Random Number Generation
Once you are in the RNG dialogue window, You will have to put in a few pieces of info so that Excel
can generate the kind of randomness you want. Since we're going to be simulating rolling a die, we
will want to simulate a discrete distribution
Number of variables: Enter the number of columns of values you want in the output table (e.g. how
many dice do You want to roll??).
Number of random numbers: Enter the number of data points you want to see (e.g. how many times do
You want to roll each die?).
Distribution: The one we are using today is
a) Discrete: Characterized by a value and the associated probability range (e.g. the value of each side
of the die (1, 2, 3, 4, 5, 6) and the probability of each value (on a fair die, 1/6, 1/6, 1/6, 1/6, 1/6,
1/6)). The range must contain two columns: The left column contains values, and the right column
contains probabilities associated with the value in that row. The sum of the probabilities must be
1. So you’ll enter those two columns before you open the RNG, then when you get to this point,
you’ll highlight those two columns. Remember the left-right thing. You can toss a coin by
entering “H” and “T” in the left column and 1/2s in the right column.

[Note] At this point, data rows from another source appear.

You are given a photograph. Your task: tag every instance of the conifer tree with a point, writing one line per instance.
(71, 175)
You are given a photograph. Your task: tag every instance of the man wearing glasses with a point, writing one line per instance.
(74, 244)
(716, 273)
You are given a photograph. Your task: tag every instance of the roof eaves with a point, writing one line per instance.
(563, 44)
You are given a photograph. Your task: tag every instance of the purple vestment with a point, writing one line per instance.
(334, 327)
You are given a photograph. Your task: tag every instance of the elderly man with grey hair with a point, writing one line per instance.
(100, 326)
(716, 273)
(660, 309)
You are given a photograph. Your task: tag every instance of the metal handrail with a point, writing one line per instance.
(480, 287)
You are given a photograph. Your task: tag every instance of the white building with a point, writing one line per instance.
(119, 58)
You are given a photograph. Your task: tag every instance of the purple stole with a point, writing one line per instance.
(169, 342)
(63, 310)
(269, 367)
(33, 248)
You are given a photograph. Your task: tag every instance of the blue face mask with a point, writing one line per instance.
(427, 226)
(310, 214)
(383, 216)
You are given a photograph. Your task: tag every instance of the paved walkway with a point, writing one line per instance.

Random Seed: The random seed lets you control, so to speak, the RNG. If you use the same random
seed, then you'll get the same sequence of random numbers every time. If you use a different random
seed, then you'll be sure to get a different sequence of random numbers every time.
Output options:
a) Output range: Enter the reference for the upper-left cell of an output table you want created. MS
Excel automatically determines the size of the output area and displays a message if the output
table will replace existing data.
b) New worksheet ply: Will a new worksheet in the current workbook and put the output there.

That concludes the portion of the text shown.